Как море затянет туманом. Каждый вечер Анна смотрит в окно мастерской, но осенние дни по-прежнему ясные, небо синее, аж сердце щемит, и воздух такой прозрачный, что кухарка говорит, можно заглянуть в Христову спальню. Иногда в улочках, в просветы между домами, Анна видит монастырь: обрушенную колокольню, высокие стены, заложенные кирпичом окна. Перчатки, расшитые сапфирами, львиные шкуры… Гимерий дурак, и только дурак верит в такие басни. Но вопреки всему в ней шевелится надежда, как будто ей отчасти хочется, чтобы опустился туман.
И однажды вечером белая клубящаяся мгла с Пропонтиды [14] наползает на город: плотная, холодная, поглощающая все звуки. В окно мастерской Анна видит, как исчезает купол церкви Святых Апостолов, потом стены монастыря Святой Феофании, а за ними и двор внизу.
С наступлением темноты, после вечерних молитв, Анна выскальзывает из-под общего с Марией одеяла и крадется к двери.
– Ты уходишь?
– Я только в нужник. Спи, сестра.
По коридору, по краешку двора, чтобы не заметил сторож, в лабиринт улочек. Туман скрадывает стены, приглушает звуки, превращает людей в тени. Анна торопится, стараясь не думать о ночных опасностях, про которые ей говорили: ведьмах, заразных испарениях, разбойниках и нищих, диких собаках, выскакивающих из темноты. Она минует дома кузнецов, скорняков, башмачников. Все эти добрые, благочестивые люди сидят по домам, заперши двери. Анна по крутой улочке спускается к основанию башни, ждет и дрожит. Лунный свет льется в туман, словно молоко.
14
Древнегреческое название Мраморного моря.

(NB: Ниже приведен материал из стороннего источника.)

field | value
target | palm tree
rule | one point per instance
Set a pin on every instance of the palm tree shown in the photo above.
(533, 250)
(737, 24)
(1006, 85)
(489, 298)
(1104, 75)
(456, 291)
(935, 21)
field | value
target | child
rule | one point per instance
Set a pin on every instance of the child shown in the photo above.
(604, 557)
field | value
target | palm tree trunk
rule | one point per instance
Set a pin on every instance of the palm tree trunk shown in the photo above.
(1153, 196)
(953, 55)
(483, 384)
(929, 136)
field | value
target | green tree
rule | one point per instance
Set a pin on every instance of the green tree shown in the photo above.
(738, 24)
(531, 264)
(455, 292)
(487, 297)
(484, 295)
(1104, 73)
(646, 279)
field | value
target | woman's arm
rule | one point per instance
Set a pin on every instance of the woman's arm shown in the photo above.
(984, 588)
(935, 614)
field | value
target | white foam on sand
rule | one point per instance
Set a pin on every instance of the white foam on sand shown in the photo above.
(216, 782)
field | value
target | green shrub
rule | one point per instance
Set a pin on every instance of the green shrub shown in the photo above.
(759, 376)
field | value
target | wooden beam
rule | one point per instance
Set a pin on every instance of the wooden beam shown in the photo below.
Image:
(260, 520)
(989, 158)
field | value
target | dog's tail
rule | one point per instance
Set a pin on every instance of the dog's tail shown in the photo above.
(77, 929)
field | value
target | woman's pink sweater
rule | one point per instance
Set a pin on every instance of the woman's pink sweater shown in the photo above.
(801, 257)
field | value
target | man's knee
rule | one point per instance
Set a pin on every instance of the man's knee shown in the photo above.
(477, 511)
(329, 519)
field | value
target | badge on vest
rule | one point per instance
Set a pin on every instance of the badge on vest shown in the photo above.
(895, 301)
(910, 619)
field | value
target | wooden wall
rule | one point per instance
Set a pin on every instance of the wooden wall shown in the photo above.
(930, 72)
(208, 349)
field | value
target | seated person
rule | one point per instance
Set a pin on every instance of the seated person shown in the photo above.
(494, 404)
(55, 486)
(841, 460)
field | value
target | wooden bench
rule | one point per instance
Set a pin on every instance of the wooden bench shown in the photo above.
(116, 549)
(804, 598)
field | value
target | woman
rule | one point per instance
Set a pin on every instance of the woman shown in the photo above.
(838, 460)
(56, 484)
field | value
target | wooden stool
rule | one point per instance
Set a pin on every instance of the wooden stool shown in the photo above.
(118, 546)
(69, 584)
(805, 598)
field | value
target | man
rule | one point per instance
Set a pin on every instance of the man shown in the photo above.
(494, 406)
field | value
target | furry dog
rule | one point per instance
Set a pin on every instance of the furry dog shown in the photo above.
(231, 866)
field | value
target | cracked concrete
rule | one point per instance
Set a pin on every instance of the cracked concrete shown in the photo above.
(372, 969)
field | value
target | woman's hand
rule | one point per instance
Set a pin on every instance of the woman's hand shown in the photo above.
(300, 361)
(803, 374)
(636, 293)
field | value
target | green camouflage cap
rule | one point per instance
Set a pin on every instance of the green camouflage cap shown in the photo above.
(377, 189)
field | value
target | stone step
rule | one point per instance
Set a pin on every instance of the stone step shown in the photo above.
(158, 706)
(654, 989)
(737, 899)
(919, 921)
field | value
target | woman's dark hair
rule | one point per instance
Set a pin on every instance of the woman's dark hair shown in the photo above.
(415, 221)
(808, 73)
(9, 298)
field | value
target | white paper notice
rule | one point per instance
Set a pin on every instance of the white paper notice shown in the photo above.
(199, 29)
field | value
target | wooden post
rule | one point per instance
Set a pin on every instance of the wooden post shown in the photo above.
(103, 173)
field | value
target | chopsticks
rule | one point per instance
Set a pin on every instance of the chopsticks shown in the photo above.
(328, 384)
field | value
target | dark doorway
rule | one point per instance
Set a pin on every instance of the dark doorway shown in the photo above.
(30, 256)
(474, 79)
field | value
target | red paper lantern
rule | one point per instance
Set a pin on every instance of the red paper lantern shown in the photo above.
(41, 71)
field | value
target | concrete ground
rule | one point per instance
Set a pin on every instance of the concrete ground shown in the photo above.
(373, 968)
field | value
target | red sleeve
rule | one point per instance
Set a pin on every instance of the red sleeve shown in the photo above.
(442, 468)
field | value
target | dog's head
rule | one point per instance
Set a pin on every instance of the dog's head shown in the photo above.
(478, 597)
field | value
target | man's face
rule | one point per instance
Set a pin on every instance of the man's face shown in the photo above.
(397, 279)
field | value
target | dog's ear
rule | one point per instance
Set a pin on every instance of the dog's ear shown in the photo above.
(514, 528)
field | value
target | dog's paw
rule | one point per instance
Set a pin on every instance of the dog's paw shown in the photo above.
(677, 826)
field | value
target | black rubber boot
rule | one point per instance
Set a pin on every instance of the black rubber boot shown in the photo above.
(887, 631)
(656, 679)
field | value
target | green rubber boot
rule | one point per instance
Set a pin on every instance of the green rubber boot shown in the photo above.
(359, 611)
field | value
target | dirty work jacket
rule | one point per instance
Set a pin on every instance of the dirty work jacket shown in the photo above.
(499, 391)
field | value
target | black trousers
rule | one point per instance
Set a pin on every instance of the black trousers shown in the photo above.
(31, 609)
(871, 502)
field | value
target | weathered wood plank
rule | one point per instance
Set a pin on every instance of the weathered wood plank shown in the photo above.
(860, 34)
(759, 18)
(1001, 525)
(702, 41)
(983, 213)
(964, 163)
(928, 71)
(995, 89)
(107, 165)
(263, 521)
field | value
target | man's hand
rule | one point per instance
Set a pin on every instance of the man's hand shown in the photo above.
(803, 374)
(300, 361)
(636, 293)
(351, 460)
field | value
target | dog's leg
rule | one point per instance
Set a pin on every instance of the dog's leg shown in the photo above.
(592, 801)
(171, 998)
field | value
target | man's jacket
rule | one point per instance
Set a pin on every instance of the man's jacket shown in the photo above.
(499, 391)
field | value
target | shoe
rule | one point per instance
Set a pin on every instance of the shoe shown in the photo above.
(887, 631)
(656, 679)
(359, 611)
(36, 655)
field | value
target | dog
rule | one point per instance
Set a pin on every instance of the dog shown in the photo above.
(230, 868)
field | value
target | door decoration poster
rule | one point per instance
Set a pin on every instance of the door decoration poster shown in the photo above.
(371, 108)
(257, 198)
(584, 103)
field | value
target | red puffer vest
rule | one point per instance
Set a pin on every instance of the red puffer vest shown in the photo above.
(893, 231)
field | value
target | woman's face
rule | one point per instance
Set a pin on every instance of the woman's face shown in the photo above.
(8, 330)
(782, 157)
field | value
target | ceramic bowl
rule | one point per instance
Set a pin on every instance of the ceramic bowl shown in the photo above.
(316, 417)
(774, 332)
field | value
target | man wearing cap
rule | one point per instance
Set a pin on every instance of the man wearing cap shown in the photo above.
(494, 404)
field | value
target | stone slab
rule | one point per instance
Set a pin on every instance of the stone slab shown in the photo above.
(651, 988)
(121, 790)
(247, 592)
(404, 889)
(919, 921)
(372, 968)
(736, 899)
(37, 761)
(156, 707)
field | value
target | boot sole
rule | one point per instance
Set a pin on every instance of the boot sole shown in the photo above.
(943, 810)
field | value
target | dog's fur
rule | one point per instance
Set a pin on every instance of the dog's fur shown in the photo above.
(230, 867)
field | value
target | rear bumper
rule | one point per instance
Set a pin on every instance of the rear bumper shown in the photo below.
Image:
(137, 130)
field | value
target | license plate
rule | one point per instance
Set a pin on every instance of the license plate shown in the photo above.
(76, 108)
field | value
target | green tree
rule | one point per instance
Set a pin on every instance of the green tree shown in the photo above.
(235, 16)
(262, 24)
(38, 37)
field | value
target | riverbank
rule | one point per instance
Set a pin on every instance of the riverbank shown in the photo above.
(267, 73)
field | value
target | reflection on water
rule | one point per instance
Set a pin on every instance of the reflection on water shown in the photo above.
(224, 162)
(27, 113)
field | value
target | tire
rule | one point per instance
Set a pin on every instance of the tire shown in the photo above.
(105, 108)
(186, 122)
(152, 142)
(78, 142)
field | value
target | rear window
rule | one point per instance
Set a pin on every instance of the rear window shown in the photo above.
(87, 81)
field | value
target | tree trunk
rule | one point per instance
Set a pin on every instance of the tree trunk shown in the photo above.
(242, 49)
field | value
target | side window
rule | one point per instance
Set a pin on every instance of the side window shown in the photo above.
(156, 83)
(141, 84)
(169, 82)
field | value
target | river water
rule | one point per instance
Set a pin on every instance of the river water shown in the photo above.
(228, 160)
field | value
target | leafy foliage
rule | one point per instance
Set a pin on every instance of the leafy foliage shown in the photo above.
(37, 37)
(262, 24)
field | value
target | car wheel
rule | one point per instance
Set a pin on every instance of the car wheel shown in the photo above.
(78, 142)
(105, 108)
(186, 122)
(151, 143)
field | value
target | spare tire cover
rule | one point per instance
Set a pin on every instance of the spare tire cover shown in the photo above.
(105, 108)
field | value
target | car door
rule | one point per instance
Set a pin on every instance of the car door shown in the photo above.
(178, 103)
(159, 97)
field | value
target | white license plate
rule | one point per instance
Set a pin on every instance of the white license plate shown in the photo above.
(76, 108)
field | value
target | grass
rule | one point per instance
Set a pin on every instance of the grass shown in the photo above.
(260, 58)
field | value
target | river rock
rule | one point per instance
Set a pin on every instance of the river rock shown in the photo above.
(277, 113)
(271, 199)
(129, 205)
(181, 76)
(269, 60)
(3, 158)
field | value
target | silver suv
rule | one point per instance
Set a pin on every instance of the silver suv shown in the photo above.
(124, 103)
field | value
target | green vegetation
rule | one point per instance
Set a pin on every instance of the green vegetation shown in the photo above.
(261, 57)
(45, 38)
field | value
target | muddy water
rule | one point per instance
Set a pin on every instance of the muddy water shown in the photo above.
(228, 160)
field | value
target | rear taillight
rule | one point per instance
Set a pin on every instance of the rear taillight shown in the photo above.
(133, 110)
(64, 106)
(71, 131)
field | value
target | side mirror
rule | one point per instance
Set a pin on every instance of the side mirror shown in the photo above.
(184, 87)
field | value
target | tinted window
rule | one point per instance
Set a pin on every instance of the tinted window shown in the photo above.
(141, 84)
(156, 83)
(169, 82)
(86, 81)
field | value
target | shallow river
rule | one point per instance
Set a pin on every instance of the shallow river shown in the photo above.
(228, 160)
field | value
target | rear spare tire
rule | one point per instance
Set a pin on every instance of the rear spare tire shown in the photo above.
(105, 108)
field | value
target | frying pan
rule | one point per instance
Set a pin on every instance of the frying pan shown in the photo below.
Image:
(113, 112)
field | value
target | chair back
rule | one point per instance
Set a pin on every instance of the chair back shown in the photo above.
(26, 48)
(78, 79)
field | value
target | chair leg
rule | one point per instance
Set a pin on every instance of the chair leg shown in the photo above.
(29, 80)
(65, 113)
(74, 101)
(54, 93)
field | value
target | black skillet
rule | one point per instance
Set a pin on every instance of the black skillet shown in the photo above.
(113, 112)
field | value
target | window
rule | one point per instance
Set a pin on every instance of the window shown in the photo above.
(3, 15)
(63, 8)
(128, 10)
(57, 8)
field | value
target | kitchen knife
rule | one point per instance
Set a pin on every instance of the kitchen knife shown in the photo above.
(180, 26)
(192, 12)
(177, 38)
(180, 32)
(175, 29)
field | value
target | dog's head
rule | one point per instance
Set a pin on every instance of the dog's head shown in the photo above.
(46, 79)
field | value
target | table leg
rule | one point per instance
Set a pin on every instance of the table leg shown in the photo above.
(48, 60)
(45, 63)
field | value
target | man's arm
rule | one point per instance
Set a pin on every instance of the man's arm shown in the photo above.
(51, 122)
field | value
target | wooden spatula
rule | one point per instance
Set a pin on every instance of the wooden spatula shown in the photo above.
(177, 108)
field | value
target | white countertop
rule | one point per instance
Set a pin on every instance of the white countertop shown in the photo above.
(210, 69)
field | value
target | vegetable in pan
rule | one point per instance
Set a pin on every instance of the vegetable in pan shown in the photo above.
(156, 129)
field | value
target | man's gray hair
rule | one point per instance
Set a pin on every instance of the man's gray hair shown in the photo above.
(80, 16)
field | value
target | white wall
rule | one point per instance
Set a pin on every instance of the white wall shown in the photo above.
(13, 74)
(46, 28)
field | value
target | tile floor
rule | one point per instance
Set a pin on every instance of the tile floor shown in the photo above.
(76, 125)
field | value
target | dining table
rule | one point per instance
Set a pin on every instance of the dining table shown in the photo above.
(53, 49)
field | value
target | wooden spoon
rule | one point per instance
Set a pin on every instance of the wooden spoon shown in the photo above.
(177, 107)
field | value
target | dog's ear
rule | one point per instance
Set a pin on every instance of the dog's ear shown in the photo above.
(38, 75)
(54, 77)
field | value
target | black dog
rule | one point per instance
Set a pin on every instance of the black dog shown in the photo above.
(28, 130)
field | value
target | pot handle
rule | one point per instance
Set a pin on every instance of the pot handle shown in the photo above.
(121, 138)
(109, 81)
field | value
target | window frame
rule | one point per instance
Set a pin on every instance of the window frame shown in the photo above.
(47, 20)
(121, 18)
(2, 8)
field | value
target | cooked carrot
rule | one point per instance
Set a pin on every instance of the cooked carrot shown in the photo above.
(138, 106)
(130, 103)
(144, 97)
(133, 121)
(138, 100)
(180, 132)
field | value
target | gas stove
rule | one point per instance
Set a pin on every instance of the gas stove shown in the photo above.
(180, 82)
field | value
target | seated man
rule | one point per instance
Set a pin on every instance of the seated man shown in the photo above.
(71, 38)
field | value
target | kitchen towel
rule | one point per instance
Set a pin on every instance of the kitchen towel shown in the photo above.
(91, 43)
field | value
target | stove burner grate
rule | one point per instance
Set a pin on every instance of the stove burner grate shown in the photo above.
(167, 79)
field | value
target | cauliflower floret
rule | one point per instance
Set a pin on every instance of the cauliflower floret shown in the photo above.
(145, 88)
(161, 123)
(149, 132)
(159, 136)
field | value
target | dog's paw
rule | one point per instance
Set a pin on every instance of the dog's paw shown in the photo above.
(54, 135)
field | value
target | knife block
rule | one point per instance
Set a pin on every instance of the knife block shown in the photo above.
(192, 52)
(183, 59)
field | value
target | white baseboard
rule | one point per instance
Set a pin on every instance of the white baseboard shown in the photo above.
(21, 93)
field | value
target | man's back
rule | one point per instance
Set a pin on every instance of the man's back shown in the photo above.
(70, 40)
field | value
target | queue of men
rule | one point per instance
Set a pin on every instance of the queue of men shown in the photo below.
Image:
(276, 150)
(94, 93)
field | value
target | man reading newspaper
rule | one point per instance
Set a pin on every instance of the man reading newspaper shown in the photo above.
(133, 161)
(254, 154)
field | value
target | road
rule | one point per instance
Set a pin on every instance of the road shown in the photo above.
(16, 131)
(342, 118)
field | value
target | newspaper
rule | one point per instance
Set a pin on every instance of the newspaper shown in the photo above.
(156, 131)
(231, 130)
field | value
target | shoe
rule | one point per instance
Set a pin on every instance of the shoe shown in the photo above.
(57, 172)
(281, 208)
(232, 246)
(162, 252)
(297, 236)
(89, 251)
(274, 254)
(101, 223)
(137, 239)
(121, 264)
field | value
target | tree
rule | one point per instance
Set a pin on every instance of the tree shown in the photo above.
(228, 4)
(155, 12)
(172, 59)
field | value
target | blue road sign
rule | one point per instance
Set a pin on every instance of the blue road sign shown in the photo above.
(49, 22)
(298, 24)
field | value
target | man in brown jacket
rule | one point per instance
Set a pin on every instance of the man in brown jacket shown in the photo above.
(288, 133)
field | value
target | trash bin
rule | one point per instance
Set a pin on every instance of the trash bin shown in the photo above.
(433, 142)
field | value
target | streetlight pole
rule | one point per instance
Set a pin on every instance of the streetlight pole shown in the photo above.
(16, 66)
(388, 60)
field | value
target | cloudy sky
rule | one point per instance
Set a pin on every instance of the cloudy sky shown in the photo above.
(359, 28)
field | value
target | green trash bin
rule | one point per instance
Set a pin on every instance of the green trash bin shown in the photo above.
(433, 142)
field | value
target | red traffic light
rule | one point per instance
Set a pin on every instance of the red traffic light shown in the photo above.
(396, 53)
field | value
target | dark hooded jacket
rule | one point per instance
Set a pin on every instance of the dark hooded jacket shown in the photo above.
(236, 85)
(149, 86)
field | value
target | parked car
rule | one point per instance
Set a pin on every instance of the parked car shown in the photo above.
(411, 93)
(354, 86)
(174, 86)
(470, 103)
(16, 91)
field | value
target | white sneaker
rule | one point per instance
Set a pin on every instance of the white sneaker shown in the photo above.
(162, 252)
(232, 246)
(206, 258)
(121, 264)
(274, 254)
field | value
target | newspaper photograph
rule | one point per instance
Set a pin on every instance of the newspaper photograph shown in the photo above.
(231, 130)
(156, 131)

Со смесью облегчения и разочарования она решает, что Гимерий отказался от своей затеи, но в этот самый миг он возникает из темноты – на правом плече веревка, в левой руке мешок. Ни слова не говоря, Гимерий ведет Анну через рыбачьи ворота и дальше по галечному пляжу мимо десятка перевернутых лодок к своей.
Она такая латаная-перелатаная, доски такие гнилые, что ее и лодкой-то трудно назвать. Гимерий закидывает внутрь мешок с веревкой, стаскивает лодчонку с берега и стоит рядом по колено в воде.
– Она не утонет?
Гимерий смотрит с обидой. Анна забирается внутрь, Гимерий толкает лодчонку и ловко переваливается через борт. Вставляет весла в уключины, выжидает мгновение. С весел кап-кап-капает вода, над головой проносится баклан. Мальчик и девочка оба следят глазами, как он возникает из тумана и вновь пропадает.
Гимерий начинает грести, Анна вцепляется в банку. Из тумана возникает стоящая на якоре каракка – грязная, обросшая ракушками, огромная. Борт немыслимо высокий, под кормой плещет черная вода, якорный канат опутан водорослями. Раньше Анна думала, корабли – величественные и стремительные, но сейчас, так близко, у нее мурашки бегут от страха.